Slenderness criteria for plate or bar element

Slenderness criteria for plate or bar element

(OP)
If you have a solid rectangular plate or bar in compression, what slenderness criteria applies in section B4 of AISC 13th?

Section B4.1 indicates that unstiffened elements are supported along only one edge parallel to the direction of the compression force. A bar in compression is not supported at all.

I am wondering if you can't have local buckling in a unsupported bar or plate, it would be controlled by Euler buckling.  

RE: Slenderness criteria for plate or bar element

If a bar or plate has no stiffeners on the sides parallel to the load, it is just acting as a column, and you'd use the column equations.  r = thickness divide by square root of 12, if I remember right.

RE: Slenderness criteria for plate or bar element

(OP)
I sent the same question to AISC Solutions Center and received the following reply:

Section B4.1 doesn't apply to a solid bar or plate that is only supported at the ends, but not along the edges parallel to the load.  The strength of the plate you're describing would be determined by either Section J4.4 or Section E3 depending on the KL/r ratio.  

Section B4.1 applies to members such as W-shape columns that have an overall member buckling mode such as flexural buckling per E3 along with possible local buckling modes that must be ruled out or dealt with using E7.  For a single plate, there's no way for a part of it to buckle locally.  If it buckles, the mode will be flexural buckling of the entire plate, so there is no need to separate out a local buckling mode and head over to B4.1.

Brad Davis, Ph.D., S.E.
Consultant
American Institute of Steel Construction
866.ASK.AISC
 

RE: Slenderness criteria for plate or bar element

If the bar (or plate) has uniform properties - and that's almost certainly the case - then, when it is under compression it will buckle "grossly" rather than "locally".

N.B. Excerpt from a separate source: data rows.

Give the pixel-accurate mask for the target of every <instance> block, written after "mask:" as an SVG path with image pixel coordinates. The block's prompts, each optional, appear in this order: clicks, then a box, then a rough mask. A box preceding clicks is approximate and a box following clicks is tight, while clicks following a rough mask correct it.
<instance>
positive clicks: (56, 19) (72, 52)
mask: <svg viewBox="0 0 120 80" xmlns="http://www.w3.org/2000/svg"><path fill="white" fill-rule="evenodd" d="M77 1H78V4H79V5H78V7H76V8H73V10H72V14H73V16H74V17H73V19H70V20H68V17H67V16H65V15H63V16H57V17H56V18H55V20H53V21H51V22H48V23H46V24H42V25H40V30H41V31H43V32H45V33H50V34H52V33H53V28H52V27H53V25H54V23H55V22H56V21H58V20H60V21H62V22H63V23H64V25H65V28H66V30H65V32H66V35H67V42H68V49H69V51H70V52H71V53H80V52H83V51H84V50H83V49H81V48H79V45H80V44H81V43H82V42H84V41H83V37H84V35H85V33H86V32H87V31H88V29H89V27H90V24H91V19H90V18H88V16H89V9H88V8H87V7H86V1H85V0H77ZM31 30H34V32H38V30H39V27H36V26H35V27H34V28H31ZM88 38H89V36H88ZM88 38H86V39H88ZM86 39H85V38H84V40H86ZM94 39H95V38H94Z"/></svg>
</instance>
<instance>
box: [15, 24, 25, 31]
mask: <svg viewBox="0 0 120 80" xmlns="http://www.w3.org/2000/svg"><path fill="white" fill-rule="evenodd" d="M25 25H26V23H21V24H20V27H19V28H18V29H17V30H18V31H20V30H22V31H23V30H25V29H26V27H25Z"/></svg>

Or, looking the other way, the first place it buckles IS the "local buckling" that will be at the weakest point of the bar, and that "local" failure is the whole column's point of failure.   (Probably near the middle of the column).  

Obviously, it will buckle about the thinnest side of the bar.  

Your use of "plate" seems odd.  A plate probably would not ever be used as a compression member, since we commonly only use "plate" for wide, flat, thin rolled steel pieces purchased and specified by their thickness.